Lethbridge Herald

Victoria a natural fit for Royals



Prince Harry and Meghan Markle wouldn’t be the first couple to visit Victoria and end up wanting to make British Columbia’s capital city their home, says a royal expert.

If the Duke and Duchess of Sussex decide to make the community their part-time base, the city’s mild winters by Canadian standards, British heritage and laid-back Vancouver Island lifestyle could be attraction­s.

“Very typically, people come here on vacation — we’re a tourist town — and they go home and they decide they would like to find a way to move to Victoria,” said Bruce Hallsor, a spokesman for Victoria’s Monarchist League of Canada. “That’s not an unusual story to hear around here.”

He said plans by the Duke and Duchess of Sussex to spend part of their time in Canada also signals the start of a generation­al shift for the monarchy and the Commonweal­th.

The Queen approved a plan after a family meeting Monday, saying there will be a period of transition to sort things out on the couple’s future roles as members of the Royal Family during which Meghan and Harry will spend time in both Canada and the United Kingdom.

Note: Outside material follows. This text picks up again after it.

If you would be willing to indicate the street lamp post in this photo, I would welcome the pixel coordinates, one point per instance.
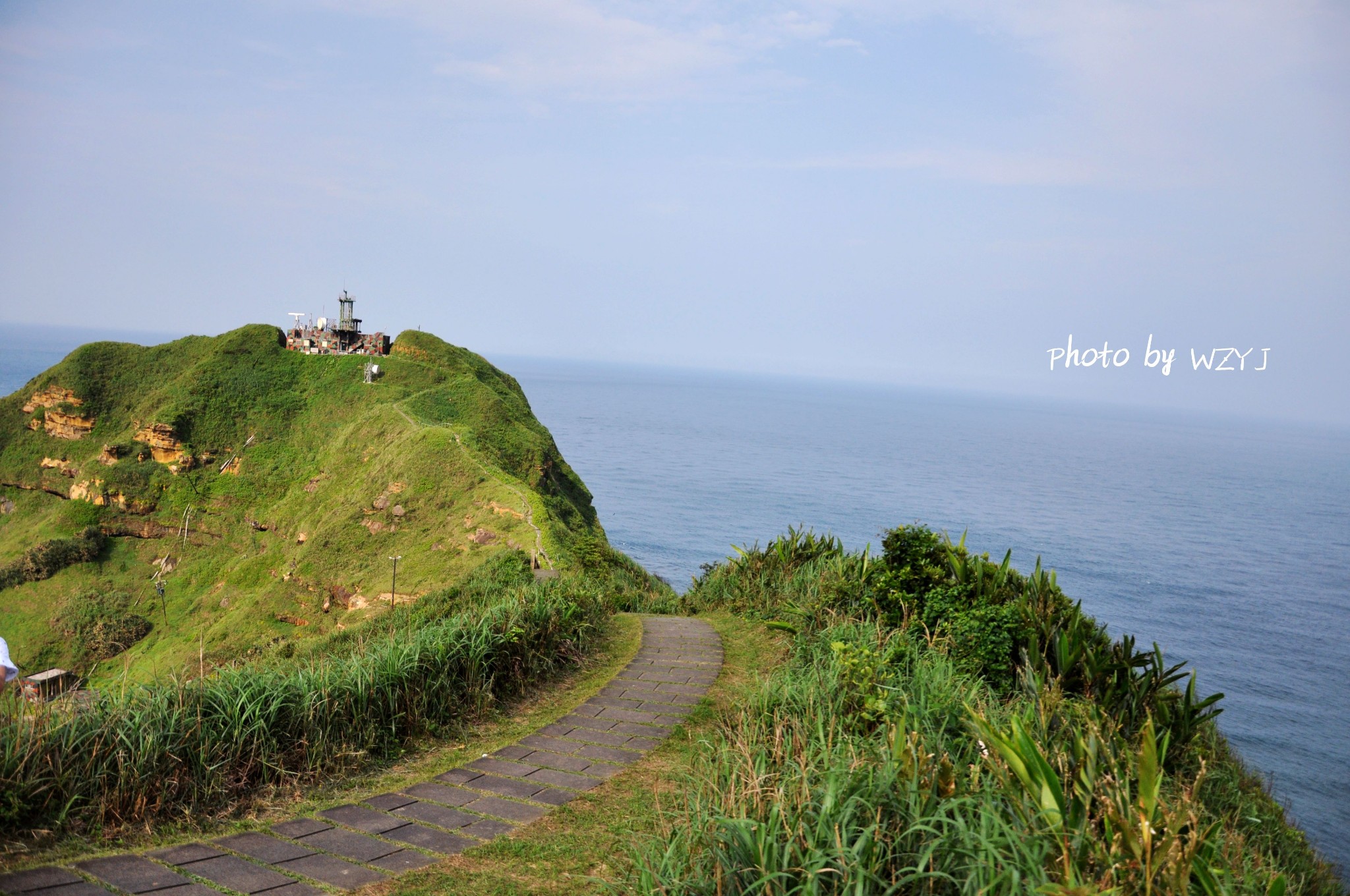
(393, 586)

B.C. Premier John Horgan said he had a lightheart­ed discussion Monday with Prime Minister Justin Trudeau about the prospect of the royal couple making a part-time move to B.C. “We’re both kind of giddy about it,” he said.

They did not discuss the potential costs or security arrangemen­ts required for the potential move, Horgan said.

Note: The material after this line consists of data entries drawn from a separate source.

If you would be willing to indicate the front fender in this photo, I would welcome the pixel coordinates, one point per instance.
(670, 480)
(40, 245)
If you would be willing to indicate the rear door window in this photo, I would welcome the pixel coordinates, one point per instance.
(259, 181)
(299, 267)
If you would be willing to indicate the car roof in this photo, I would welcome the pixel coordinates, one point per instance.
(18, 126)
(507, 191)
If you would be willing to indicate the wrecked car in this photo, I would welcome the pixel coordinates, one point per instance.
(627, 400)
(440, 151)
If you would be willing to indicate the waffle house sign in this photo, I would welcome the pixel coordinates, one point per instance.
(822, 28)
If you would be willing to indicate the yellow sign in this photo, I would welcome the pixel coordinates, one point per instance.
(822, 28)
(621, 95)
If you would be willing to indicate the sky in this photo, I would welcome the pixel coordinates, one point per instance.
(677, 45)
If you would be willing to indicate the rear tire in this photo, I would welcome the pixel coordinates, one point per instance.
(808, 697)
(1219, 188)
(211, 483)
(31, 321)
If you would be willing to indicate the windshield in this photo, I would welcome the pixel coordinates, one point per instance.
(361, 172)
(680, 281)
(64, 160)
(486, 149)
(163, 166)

Hallsor said the decision by Harry and Meghan to step back from their royal duties could tighten Canada’s ties to the monarchy.

“The monarchy is an evolving institutio­n and it changes because it’s a human institutio­n,” he said. “It changes from generation to generation. I see this as an opportunit­y for Canada to strengthen its relationsh­ip with the Royal Family and for the monarchy to have even more relevance in Canada.”

He said the possibilit­y of Harry and Meghan planning to live and work in Canada should be viewed as a positive opportunit­y.

“The idea that all members of the Royal Family must live in the U.K., maybe that’s not something we need anymore, and maybe that will be normal in the future for members of the Royal Family to spread out among the Commonweal­th,” said Hallsor.

David Spence, president of Vancouver Island’s Royal Commonweal­th Society, said Harry and Meghan’s plans should be greeted as the start of a new generation for the monarchy.

“They are venturing beyond the traditiona­l royal roles that have been set,” said the former United Church minister. “It’s a new generation. I’m thinking they are the ones that will provide a 21st century expression of monarchy.”